Tem uma moça cansada na caminhada. Ela quase se arrasta para acompanhar, reza pra conseguir, mas parece ter certeza de que chegará onde quer, porque mesmo com os pés sangrando e o coração também, ela arruma forças que nem sabia ter e continua andando. Só, no meio da multidão, mas ela não pára por nada. Facada, alfinetada, chuvarada, bofetada, enxadada, garrafada, palhaçada ou paulada, nada vai impedir. Vai chegar ao final da temporada, olhar da sua sacada pra enseada bem na hora da alvorada, sorrindo, sabendo que acabou a sua cruzada. Dando risada - quem sabe mesmo uma gargalhada - e pronta pra porrada.

10 comentários:

Renata disse...

Gostei dessa moça. :)

Helen disse...

Tem uma moça com a cabeça fervilhando por aí...

beijo pra ela :)

Anônimo disse...

Aline, dessa vez você se superou. Adorei!
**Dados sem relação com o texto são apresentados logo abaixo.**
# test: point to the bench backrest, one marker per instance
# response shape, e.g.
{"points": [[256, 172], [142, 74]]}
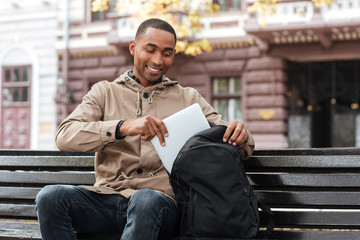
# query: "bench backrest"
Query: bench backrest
{"points": [[310, 190]]}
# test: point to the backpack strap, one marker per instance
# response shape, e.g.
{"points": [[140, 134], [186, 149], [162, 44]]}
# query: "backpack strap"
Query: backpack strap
{"points": [[270, 219]]}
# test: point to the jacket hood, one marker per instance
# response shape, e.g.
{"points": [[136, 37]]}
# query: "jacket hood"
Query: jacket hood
{"points": [[138, 88]]}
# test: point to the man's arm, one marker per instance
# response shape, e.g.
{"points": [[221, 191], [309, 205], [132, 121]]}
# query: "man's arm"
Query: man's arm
{"points": [[84, 129], [237, 135]]}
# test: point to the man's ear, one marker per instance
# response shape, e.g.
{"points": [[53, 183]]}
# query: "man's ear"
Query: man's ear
{"points": [[132, 47]]}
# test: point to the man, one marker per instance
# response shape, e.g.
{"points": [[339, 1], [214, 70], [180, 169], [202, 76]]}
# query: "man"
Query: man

Muito inspirado e também inspirador o seu texto. beijos e parabéns!

Renata disse...

Adorei!

essa moça é uma moça e tanto!

Diego. disse...

tem uma moça que são várias moças, por isso é única!

bj... tri bom teu texto!

Galega disse...

moça nada...um mulherão!

Denise disse...

arrasou.

te quero de vizinha, mesmo!
ando tendo dias de moça da noitada.
nem tão mal falada, mas muito feliz.

Eli disse...

I just LOVED it!!!

Anônimo disse...

belo texto, moça.

.Déa. disse...

me amarrota que eu to passada.

ADOREI!

Absurdamente.

Tem uma moça babando por aqui.... ;D

Acabou. Boa sorte!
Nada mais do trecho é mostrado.